Мы полной мерой дали испытать немецким обер-лейтенантам и майорам силу тактики маневрирования.
Прусский офицер, считавший себя венцом творения на земле и с детства ласкавший свое ухо словом «Канны», не вылезал из советского «котла». Окружение фашистских частей и полное уничтожение всех, кто не сложил оружия, стало отличительным признаком боев, проведенных Советской Армией.
Наши командиры научились соединять в своих действиях строгий расчет с риском. Подполковник Верзенко, один из тысяч советских офицеров прошедший с боями победный путь от Сталинграда до Берлина, говорил:
– В офицерском деле воля и знания являются основой творчества. Возьмем хорошего пианиста. Сидя за фортепиано, он не озабочен тем, чтобы его пальцы попали на нужные клавиши, – это техника, это самой собой разумеется.
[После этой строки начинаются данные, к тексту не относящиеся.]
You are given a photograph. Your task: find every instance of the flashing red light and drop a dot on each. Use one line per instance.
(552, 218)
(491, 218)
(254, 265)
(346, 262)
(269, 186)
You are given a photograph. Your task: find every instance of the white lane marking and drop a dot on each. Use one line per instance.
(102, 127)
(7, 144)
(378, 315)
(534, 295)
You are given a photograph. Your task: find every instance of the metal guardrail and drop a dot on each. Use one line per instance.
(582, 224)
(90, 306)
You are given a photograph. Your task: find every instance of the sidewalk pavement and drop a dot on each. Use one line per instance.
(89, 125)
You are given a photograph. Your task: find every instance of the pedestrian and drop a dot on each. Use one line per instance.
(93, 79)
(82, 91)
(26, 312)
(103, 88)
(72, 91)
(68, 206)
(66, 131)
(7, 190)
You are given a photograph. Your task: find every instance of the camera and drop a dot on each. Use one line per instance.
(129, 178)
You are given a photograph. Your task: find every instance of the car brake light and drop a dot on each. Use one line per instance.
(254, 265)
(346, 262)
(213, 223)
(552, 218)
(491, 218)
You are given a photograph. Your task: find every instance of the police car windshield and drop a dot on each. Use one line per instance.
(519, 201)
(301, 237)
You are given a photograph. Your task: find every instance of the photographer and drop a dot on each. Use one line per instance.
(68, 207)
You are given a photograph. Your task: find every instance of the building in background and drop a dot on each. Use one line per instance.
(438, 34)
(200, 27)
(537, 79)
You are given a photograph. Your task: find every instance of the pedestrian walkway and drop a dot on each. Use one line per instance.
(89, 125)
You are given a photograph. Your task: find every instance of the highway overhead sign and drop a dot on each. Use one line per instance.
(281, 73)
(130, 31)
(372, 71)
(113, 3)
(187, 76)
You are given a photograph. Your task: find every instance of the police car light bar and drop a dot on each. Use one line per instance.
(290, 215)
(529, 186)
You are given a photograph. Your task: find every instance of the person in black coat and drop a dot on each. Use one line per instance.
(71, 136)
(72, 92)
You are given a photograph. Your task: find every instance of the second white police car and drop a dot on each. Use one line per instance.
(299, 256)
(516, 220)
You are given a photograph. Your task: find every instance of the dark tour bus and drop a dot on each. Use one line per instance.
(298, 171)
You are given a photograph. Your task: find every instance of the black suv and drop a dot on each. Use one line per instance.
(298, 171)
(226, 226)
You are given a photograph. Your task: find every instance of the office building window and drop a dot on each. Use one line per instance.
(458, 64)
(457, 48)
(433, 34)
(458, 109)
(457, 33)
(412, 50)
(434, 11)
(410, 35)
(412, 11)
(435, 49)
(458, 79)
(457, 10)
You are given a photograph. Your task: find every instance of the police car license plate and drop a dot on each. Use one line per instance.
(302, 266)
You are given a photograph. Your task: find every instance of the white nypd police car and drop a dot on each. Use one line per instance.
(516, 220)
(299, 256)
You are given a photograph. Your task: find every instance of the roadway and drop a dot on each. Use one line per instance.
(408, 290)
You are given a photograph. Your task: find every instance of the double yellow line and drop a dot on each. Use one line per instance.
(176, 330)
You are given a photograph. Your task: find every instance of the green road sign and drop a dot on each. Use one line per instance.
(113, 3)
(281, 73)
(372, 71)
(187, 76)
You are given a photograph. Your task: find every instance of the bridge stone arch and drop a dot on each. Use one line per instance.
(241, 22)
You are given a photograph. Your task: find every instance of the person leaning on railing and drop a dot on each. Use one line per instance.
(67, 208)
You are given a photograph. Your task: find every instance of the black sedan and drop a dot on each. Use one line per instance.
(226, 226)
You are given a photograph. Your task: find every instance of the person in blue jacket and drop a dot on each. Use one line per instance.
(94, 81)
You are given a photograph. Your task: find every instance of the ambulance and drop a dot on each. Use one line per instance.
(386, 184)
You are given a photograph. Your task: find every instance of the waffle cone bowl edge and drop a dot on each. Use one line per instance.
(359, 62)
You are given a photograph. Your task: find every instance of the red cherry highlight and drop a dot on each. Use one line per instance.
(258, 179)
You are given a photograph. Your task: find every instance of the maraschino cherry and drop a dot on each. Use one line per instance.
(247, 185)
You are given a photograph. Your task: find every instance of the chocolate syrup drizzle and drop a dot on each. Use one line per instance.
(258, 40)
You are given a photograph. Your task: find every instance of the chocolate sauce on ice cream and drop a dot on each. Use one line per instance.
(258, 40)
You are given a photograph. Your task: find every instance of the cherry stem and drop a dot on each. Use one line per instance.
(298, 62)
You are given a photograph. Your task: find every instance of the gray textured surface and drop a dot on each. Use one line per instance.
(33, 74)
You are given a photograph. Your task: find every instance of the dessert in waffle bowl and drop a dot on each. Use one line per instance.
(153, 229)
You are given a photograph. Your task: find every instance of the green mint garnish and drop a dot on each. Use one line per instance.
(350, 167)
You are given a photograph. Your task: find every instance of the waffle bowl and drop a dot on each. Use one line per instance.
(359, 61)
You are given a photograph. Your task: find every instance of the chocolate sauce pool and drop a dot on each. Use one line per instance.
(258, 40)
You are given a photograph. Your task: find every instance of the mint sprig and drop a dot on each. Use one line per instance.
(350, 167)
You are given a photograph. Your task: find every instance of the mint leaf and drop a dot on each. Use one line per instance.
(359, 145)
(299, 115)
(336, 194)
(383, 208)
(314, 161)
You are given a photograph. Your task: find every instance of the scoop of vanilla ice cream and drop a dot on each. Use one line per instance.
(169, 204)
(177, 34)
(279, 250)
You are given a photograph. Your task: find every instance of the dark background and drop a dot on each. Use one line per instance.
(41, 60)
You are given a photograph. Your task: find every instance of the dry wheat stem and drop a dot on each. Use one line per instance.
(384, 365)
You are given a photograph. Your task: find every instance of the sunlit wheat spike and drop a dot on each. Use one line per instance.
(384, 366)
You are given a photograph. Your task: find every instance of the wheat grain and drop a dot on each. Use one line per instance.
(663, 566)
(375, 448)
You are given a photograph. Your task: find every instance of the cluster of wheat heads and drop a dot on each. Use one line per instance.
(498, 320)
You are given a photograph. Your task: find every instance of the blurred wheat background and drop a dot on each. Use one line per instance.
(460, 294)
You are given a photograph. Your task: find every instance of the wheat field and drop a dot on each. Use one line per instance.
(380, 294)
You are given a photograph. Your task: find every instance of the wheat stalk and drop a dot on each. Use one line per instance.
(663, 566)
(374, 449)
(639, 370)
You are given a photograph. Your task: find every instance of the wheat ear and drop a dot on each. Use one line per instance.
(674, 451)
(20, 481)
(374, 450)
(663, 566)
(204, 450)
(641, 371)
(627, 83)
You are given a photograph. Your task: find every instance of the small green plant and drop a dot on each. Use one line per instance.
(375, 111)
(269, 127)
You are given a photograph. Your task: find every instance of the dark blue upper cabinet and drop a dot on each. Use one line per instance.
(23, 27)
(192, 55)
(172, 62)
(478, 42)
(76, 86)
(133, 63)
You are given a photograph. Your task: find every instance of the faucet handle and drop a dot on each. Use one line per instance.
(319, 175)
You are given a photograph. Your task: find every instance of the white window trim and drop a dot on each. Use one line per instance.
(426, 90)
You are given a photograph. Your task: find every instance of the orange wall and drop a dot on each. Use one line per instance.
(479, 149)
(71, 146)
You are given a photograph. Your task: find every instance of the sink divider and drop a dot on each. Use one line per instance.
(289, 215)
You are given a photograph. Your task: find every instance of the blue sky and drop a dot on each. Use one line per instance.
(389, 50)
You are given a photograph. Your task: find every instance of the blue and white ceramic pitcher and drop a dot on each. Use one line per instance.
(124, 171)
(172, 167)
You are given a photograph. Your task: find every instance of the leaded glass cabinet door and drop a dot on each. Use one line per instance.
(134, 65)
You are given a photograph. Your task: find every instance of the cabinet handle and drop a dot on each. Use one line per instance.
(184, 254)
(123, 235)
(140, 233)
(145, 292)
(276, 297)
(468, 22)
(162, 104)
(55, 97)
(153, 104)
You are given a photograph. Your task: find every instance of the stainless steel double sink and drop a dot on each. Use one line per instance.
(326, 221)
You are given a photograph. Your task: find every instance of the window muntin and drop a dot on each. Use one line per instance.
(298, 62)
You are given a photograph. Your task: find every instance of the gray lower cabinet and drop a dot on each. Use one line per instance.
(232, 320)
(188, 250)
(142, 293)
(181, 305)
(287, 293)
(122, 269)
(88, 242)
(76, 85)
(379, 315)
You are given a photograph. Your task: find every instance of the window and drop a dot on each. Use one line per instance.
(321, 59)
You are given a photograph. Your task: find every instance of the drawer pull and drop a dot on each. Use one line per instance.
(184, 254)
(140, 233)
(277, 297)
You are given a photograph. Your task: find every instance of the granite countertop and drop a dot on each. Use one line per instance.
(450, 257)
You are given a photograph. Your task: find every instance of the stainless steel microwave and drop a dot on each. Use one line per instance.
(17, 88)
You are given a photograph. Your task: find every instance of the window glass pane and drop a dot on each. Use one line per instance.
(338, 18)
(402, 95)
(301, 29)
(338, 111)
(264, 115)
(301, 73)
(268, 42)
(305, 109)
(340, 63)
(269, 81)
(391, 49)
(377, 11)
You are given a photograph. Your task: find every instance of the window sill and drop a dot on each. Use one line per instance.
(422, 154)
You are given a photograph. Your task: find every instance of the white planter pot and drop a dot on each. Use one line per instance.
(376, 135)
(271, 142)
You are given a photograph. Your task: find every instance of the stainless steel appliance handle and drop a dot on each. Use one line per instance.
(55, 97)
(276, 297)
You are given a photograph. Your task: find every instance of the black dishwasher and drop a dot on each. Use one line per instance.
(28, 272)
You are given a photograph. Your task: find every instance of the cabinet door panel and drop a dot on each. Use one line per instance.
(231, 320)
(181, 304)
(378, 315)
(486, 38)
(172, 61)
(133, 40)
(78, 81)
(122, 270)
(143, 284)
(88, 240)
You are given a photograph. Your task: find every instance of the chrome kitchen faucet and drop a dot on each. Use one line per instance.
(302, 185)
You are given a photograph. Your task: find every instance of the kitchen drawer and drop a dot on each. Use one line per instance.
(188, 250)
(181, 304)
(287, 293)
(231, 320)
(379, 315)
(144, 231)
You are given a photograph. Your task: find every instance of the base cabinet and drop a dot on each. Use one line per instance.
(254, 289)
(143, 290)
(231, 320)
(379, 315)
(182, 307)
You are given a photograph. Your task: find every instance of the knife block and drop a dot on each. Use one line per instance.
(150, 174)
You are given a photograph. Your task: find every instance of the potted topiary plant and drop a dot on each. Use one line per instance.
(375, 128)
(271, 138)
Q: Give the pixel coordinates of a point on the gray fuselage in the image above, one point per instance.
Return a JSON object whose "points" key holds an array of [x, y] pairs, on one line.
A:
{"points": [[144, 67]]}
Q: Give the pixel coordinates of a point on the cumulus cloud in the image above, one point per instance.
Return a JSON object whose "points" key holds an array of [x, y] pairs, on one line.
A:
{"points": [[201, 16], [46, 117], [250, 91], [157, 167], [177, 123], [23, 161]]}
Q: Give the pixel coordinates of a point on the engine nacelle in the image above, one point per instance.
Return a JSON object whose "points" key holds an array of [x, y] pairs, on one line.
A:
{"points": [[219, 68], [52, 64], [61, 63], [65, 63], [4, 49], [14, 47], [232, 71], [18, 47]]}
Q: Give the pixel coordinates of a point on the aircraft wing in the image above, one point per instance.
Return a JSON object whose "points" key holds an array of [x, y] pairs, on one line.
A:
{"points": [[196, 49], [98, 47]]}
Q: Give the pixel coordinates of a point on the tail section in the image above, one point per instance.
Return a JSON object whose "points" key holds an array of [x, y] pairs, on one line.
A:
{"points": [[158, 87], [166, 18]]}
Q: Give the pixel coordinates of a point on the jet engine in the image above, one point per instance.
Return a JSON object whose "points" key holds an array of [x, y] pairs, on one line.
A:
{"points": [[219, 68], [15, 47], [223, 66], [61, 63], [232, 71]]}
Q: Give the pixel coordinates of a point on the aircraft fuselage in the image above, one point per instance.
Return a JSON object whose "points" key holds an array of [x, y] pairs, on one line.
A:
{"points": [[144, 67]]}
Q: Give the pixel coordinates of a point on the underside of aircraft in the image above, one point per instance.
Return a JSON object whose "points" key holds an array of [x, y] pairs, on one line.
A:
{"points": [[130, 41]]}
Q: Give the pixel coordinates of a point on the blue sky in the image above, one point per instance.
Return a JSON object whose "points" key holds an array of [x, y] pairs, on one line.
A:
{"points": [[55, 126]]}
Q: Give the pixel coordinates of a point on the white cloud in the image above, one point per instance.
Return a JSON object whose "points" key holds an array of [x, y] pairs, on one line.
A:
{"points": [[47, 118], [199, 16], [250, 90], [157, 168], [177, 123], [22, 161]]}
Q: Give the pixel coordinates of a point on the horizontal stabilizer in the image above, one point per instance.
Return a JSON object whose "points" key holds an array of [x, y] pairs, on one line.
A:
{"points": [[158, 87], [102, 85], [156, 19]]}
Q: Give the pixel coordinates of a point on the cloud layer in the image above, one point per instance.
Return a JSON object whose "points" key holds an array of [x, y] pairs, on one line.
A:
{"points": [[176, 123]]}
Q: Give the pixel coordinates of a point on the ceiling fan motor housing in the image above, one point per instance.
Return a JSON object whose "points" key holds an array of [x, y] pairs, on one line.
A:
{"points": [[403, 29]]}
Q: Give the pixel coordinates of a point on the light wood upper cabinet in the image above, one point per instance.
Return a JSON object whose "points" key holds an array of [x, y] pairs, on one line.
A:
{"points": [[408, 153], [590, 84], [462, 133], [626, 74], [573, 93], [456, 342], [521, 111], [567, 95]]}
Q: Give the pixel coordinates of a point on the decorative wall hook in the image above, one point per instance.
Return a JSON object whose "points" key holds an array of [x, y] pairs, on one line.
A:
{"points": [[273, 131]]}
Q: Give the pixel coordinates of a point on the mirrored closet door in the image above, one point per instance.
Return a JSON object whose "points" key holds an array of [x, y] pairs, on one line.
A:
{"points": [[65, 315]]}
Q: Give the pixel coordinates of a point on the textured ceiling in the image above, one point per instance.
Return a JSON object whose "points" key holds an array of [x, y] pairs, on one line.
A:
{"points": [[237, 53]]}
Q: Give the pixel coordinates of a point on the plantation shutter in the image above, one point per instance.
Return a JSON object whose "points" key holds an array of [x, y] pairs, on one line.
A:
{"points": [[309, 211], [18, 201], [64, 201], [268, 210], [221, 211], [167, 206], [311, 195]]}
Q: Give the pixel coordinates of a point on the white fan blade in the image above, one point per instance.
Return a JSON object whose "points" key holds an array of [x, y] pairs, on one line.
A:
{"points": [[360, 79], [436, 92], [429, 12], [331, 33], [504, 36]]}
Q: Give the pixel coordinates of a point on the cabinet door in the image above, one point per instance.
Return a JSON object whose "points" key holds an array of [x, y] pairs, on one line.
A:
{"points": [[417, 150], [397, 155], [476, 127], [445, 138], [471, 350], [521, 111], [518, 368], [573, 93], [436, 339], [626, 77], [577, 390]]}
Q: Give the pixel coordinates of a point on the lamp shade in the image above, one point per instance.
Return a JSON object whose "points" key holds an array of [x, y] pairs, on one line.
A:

Он весь сосредоточен на выполнении своего творческого замысла. Так и хороший офицер. Вооруженный знанием техники своего дела, он имеет возможность обратиться к искусному ведению боя, к творческому решению боевой задачи в рамках тактического или оперативно-стратегического плана.
Если присмотреться к тому, что отличает наших офицеров на современных маневрах и учениях, то с очевидностью обнаружим творческий элемент во всей их деятельности. И в оценке позиций, и в разработке плана боя, и в организации взаимодействий, и в нанесении удара, и в расстановке техники, резервов. Нет шаблона. Офицеры действуют дерзко, внезапно, понимая цену времени в военном искусстве наших дней. Технически совершенное грозное оружие второй половины XX века, предназначенное в нашей армии не для агрессии, но для защиты Родины социализма, находится в руках и под управлением людей военно образованных и умелых.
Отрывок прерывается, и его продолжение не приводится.